En medio de la ola de frío, a cualquiera le cuesta imaginarse una situación que no sea catastrófica. Ya saben que el planeta Tierra gira alrededor del Sol a unos cien mil kilómetros por hora en el espacio; la atmósfera parece que es lo suficientemente resistente como para que los que vivimos bajo ella no lo notemos, pero ¿y si no lo fuera tanto? ¿Qué pasaría si un día tuviéramos que ir por ahí metidos en un traje de buzo que nos protegiera del frío o del vacío? Las viejas preguntas reaparecen a la mínima. ¿Qué pasaría si aumentara levemente la temperatura? ¿O si el Sol no apareciera más por esos extremos?
Hace muy pocos días estuve en un lugar donde, salvo unas pocas enfermeras, nadie estaba bien. Eran todos discapacitados: el corazón les latía de manera desordenada y su habilidad con las sillas de ruedas no impedía que notáramos que ya no podían andar; a una víctima de un accidente –«me atropellaron», me dijo–, el golpe no le sustrajo ni un átomo de su belleza; a un médico, otro colega lo dejó discapacitado al intervenir su columna, y su mujer o su hija debían acompañarlo ya siempre; un deportista se las arregló para que yo no me enterara con detalle de lo que le había sucedido.

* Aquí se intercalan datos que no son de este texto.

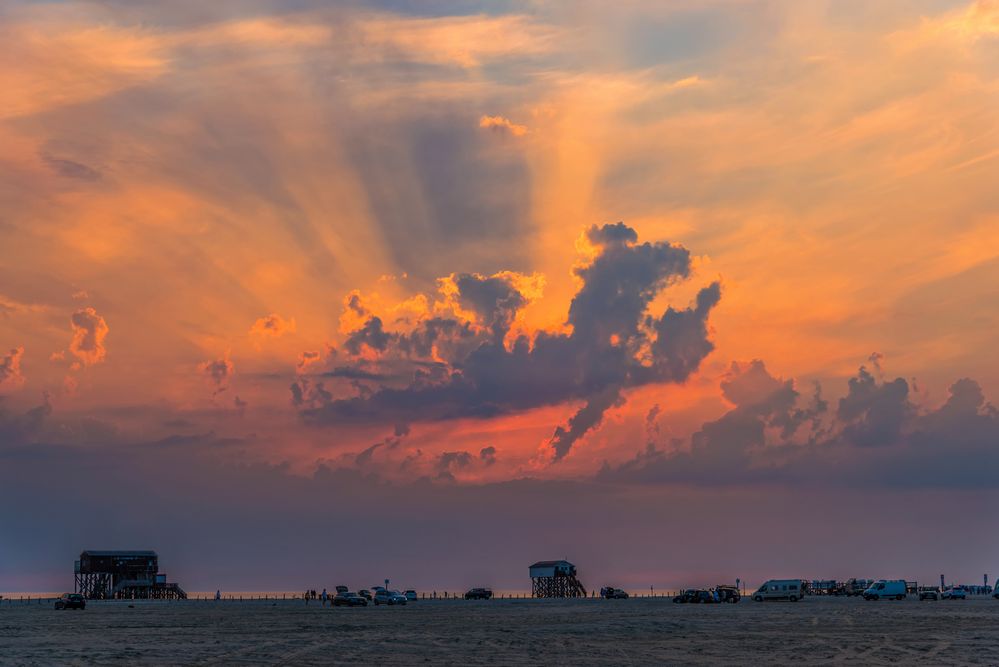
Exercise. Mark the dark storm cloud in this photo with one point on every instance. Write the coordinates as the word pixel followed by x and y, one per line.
pixel 494 299
pixel 71 169
pixel 17 428
pixel 876 437
pixel 442 195
pixel 615 344
pixel 874 411
pixel 488 455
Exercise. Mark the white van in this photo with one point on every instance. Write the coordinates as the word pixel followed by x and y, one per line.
pixel 780 589
pixel 893 589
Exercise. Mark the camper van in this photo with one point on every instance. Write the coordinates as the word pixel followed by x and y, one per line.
pixel 889 590
pixel 780 589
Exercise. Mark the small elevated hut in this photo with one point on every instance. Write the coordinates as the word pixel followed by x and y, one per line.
pixel 107 575
pixel 555 579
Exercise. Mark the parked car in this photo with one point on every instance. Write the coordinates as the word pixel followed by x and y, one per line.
pixel 893 589
pixel 478 594
pixel 780 589
pixel 614 593
pixel 692 595
pixel 728 593
pixel 955 593
pixel 71 601
pixel 349 599
pixel 929 593
pixel 854 587
pixel 384 596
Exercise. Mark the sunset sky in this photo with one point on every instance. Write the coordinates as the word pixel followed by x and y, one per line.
pixel 681 291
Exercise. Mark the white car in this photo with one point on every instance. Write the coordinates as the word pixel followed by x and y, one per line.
pixel 884 589
pixel 780 589
pixel 389 597
pixel 955 593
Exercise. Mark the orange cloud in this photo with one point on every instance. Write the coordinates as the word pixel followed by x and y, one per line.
pixel 502 125
pixel 273 325
pixel 10 369
pixel 466 41
pixel 89 332
pixel 58 65
pixel 218 372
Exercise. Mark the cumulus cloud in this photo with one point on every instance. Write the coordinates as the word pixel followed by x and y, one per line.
pixel 502 125
pixel 89 332
pixel 462 366
pixel 273 326
pixel 488 455
pixel 218 372
pixel 306 359
pixel 10 369
pixel 876 436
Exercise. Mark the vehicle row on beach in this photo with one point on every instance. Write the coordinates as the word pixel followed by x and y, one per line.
pixel 379 595
pixel 718 594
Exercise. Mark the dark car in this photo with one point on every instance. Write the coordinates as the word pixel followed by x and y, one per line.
pixel 692 595
pixel 71 601
pixel 479 594
pixel 611 593
pixel 728 594
pixel 929 593
pixel 348 599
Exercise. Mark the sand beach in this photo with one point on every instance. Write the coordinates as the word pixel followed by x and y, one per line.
pixel 815 631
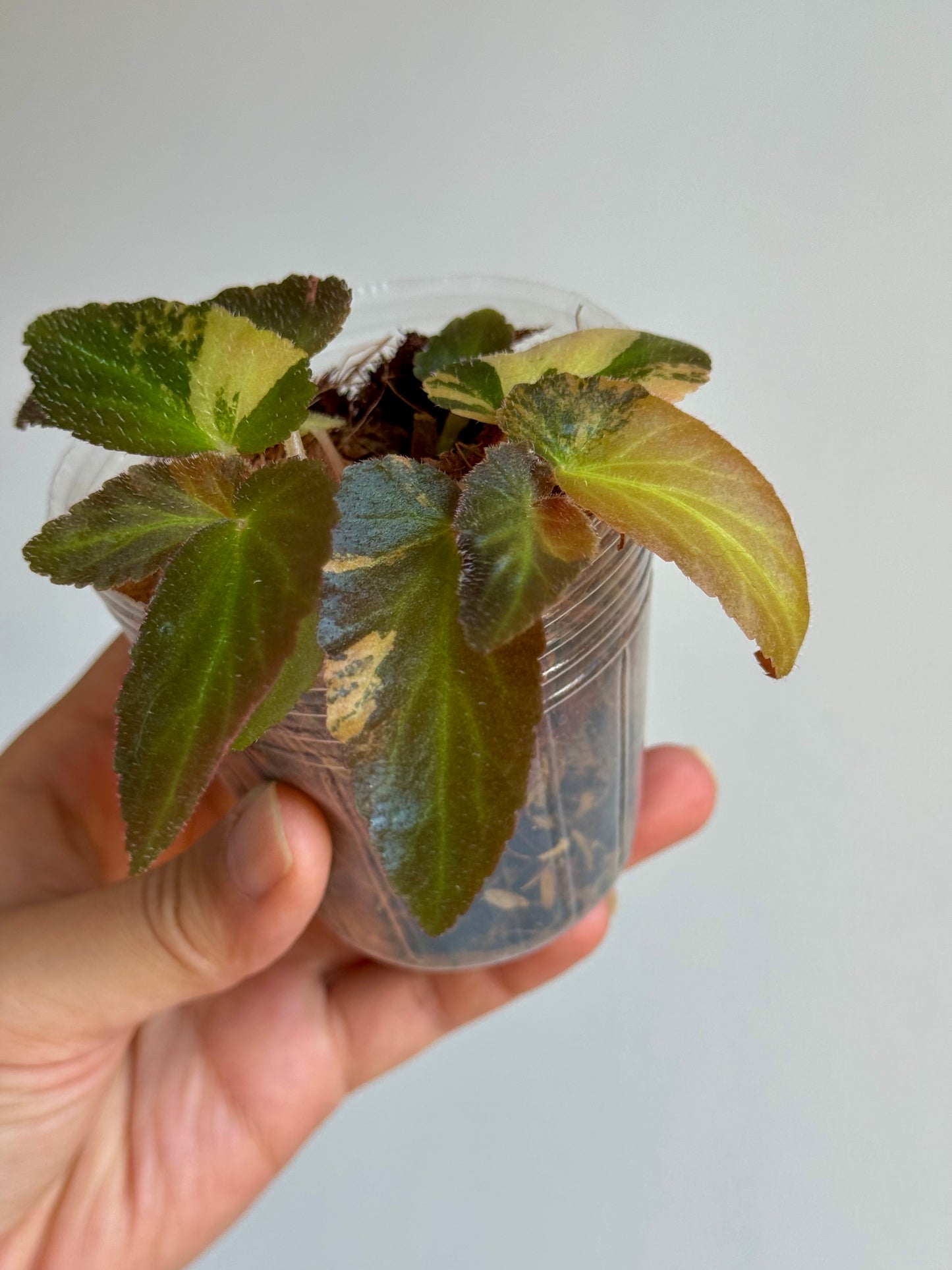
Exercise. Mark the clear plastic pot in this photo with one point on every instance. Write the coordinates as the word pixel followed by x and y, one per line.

Mucho me temo que a ellos no se les escape ningún secreto. Viven contaminados del dolor ajeno y del propio, al que tienen que vencer poco a poco. ¿Cuántos discapacitados físicos o mentales habrá en el país y cuántos de ellos tienen a un ser querido que se ocupa de ellos casi tan bien como si ellos mismos pudieran hacerlo? ¿Y cuántos no tendrán a nadie en su casa?
La atmósfera terrestre desde la Estación Espacial Internacional (imagen: ESA).
Claro que llegará un día en el que esta humanidad dividida entre los que tienen algo y los que no tienen nada cambiará. No es difícil, pensando en la tecnología, situar hacia el año 2050 un escenario en el que todos tendremos, literalmente, otra cabeza al lado –fabricada con la ayuda de alguien– para compartir sinsabores o alegrías. Habremos repetido tantas veces la necesidad de conciliar entretenimiento con conocimiento que la división por partes iguales estará a punto de lograrse.
Entretanto habrá que conformarse y aceptar que la Tierra gira a más de cien mil kilómetros por hora alrededor del Sol. No tendría nada de extraño que a alguien se le cayera un pendiente o el reloj de la muñeca a esas velocidades.
Lo extraño realmente es que, sabiendo como sabemos eso desde hace tantos años, nadie se lleve ya un susto al descubrir nuestra fragilidad. Por si sirve de consuelo, me voy a despedir hasta la semana que viene recordando la necesidad de conciliar el tiempo dictado por la biología con el planetario. El primero tiene sentido –o solo existe para los humanos– cuando pensamos en un centenar de años; mientras que el otro -tan real como el primero– va por centenares de miles.
La pregunta que me rondará muchos años –de ser cierta– es por qué la reina madre de las hormigas puede vivir unos treinta años y las hormigas trabajadoras apenas viven unos pocos.¿Alguien se enfadará si digo que me parece injusto? Lo lógico es ir acostumbrándose no solo a convivir con otras especies –esto ya lo estamos logrando–, sino a alterar sus esperanzas de vida y los tipos de alimentación. Con el progreso y los adelantos tecnológicos tendremos ganas un día de que el resto de los animales vivan más y no menos que nosotros.